- Developer: Capcom
- Publisher: Capcom
- Producer: Tokuro Fujiwara
- Composers: Yasuaki Fujita (NES) Hitoshi Sakimoto (GB)
- Series: The Little Mermaid
- Platforms: Nintendo Entertainment System, Game Boy
- Release: JP: July 19, 1991; NA: July 1991;
- Genre: Action
- Mode: Single-player

= The Little Mermaid (video game) =

1991 video game

The Little Mermaid is an action video game released in 1991 by Capcom for the NES and Game Boy based on the 1989 Disney film of the same name.

==Gameplay==
The game begins underwater, where Ariel can shoot bubbles to trap her foes and throw them. She can also dig through sand to find treasure and pick up sea shells to break open treasure chests. Treasure chests contain power-ups to increase her bubbles' power and range. Ariel can collect icons scattered throughout the levels to restore health, gain extra lives, or increase the range/power of her bubbles. There are six stages that Ariel must traverse to find Ursula. The stages are The Coral Sea, Sunken Ship, Sea of Ice, Undersea Volcano, and finally two battles at Ursula's Castle.

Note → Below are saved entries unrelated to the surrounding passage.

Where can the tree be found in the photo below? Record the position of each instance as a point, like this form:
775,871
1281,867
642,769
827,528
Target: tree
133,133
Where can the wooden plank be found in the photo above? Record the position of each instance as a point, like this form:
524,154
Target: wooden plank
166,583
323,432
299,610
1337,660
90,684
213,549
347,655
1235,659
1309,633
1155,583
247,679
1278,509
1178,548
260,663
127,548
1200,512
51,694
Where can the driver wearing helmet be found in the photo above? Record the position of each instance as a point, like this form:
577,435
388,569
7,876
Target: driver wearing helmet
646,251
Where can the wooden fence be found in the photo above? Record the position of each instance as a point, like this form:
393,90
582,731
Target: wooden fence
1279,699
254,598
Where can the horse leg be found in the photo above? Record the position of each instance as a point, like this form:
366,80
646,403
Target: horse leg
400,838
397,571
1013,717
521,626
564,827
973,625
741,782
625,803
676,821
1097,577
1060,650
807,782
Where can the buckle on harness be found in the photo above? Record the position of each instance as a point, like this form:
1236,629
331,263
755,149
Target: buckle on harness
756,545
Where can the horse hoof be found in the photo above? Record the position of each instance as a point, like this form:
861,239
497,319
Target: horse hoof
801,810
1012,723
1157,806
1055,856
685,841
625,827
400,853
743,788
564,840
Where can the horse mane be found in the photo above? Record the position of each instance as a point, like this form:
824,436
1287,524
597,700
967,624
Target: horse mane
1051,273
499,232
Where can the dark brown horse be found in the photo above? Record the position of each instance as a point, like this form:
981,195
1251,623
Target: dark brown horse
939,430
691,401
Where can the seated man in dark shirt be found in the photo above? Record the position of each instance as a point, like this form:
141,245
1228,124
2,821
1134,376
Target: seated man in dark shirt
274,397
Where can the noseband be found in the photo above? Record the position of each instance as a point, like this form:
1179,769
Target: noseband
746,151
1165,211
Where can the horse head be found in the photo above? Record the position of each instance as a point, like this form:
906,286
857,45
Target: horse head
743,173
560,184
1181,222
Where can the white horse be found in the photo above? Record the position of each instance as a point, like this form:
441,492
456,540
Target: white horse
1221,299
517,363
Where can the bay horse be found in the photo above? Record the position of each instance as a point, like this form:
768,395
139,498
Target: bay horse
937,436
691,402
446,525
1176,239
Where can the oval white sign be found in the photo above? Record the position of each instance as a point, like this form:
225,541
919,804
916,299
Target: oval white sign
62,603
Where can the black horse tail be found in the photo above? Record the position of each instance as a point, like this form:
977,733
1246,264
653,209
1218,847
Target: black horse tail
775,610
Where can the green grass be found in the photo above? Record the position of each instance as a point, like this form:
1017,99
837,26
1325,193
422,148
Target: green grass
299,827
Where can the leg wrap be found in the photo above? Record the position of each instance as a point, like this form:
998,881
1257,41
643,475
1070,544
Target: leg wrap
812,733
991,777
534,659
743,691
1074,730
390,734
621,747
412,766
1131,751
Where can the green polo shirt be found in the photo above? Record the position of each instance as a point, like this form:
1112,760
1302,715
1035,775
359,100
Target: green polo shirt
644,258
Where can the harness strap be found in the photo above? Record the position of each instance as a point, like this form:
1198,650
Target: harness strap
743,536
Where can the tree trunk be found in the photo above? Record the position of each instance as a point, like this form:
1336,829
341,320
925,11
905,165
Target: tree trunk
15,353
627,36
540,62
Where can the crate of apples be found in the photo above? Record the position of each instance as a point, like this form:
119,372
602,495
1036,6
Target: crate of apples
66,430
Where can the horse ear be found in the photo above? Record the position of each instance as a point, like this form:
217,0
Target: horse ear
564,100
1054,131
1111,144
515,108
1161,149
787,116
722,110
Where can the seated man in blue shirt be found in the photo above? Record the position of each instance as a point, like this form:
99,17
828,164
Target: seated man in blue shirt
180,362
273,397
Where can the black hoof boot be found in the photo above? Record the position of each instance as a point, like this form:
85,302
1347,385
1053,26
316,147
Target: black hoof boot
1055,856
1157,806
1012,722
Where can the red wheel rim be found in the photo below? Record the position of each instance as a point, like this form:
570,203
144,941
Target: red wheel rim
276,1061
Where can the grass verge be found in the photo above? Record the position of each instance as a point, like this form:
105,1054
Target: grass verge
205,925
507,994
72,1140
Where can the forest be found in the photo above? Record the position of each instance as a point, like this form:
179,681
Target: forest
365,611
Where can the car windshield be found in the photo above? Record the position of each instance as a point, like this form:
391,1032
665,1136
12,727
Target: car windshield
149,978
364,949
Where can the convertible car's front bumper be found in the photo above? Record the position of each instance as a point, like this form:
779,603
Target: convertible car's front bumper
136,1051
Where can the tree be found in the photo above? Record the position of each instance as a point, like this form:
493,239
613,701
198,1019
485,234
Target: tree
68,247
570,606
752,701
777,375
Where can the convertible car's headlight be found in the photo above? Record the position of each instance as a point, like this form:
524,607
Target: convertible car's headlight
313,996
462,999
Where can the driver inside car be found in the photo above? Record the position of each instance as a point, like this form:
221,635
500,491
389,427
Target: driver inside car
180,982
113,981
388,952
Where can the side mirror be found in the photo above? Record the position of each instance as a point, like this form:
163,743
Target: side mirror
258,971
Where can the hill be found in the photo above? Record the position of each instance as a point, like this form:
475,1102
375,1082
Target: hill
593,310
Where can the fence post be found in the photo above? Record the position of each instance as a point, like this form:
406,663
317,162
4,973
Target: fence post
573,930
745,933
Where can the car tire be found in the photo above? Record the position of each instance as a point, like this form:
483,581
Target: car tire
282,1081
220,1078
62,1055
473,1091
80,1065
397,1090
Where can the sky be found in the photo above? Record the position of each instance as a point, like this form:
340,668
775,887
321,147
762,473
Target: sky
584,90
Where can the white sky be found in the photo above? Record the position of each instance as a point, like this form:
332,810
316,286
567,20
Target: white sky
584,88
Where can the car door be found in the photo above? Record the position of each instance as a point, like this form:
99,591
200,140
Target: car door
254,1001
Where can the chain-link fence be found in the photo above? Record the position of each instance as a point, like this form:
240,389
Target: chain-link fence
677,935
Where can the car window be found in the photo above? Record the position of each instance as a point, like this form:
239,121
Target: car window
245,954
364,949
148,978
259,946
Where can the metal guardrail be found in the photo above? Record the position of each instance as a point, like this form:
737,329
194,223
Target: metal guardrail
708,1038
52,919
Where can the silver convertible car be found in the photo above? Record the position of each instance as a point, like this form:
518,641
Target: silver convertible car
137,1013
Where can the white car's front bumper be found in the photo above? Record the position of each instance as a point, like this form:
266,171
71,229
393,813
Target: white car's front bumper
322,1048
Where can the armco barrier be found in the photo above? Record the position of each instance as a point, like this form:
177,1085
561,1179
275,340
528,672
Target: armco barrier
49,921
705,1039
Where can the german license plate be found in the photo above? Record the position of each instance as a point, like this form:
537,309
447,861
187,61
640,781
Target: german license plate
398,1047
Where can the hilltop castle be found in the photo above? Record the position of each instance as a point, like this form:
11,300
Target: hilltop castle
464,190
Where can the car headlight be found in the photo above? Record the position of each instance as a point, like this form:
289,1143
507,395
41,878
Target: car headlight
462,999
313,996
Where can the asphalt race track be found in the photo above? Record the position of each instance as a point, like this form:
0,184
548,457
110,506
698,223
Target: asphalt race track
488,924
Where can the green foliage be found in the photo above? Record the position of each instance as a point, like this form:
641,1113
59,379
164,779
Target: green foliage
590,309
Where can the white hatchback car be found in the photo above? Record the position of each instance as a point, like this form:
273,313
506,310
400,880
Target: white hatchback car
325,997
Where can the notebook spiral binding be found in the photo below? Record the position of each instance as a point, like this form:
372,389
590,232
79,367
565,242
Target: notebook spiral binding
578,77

==NES and Game Boy differences==
When a stage begins, Ariel descends from the top of the screen to the recommended starting point in the NES version, but just starts out in the recommended position in the Game Boy version. The featured SFX are different in both versions. The start of the stage's BGM can be heard only once in the NES version; although the whole BGM can be repeated in the Game Boy version. The stage backgrounds were more restricted in the Game Boy version than in the NES version. When the player loses a heart, the heart turns into a heart frame in the NES version, but disappears in the Game Boy version. The key scales of the Boss BGM are different in both versions. The BGM speed in the NES version is much faster than in the Game Boy version.

==Release==
Both versions of the game released in 1991. In 1997, the Game Boy edition was re-released in North America as part of Nintendo's Player's Choice branding.

==Reception==

Review scores
| Publication | Score |
|---|---|
| Electronic Gaming Monthly | 27/40 |
| Mega Fun | 57% |
| Nintendo Power | GB: 13.4/20 NES: 15.3/20 |
| Electronic Games | 84% |
| GB Action | 68% |
| N-Force | 59% |
| Play Time [de] | 73% (1993) 59% (1994) |
| VideoGame | 7/10 |

===Sales===
The game sold 500,000 copies by December 1991. It was a major hit among female audiences, who accounted for the vast majority of the game's player base.